"AT-less" Modular PKSs

"AT-less" Modular PKSs

 Pseudomonic Acid Biosynthesis. We sequenced a 74 Kb gene cluster from Pseudomonas fluorescens encoding the biosynthesis of the clinically valuable antibiotic pseudomonic acid-A (PA-A).¹⁶ The gene cluster encodes a PKS with mixed modular / iterative Type I / Type II functionality. Directed gene knockouts have led to the biosynthesis of numerous new compounds (some of which are shown in red in Scheme 4). The chemical identification of these led to the first understanding of mupirocin biosynthesis involving many new features.¹⁷

Scheme 3. Proposed pathway to pseudomonic acid A (PA-A). Compounds shown in red were generated by targeted gene knockout and their structures determined by the Bristol PKS group - assisting in elucidating the proposed biosynthetic pathway.

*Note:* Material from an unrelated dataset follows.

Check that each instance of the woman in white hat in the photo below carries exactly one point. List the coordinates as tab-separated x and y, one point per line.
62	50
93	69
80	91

This work is now being extended to analysis of the gene cluster for the biosynthesis of the thiomarinols, metabolites of the marine bacterium Alteromonas rava. The thiomarinols are hybrid antibiotics containing a close analogue of the pseudomonic acids fused to a holomycin moiety which is an antibiotic in its own right.

1.     Characterisation of the mupirocin biosynthetic gene cluster from Pseudomonas fluorescens NCIMB 10856, A.K. El-Sayed, J. Hothersall, S.M. Cooper, E. Stephens, T.J. Simpson and C.M. Thomas, Chem. Biol., 2003, 10, 419-430.

2.     Mupirocin H, a Novel Metabolite Resulting from Mutation of the HMG-CoA Synthase Analogue, MupH in Pseudomonas fluorescens, J.-e. Wu, R. J. Cox, J. Crosby, M. P. Crump, J. Hothersall, T. J. Simpson, C. M. Thomas, and C. L. Willis, Chem. Commun., 2007, 2040-2042.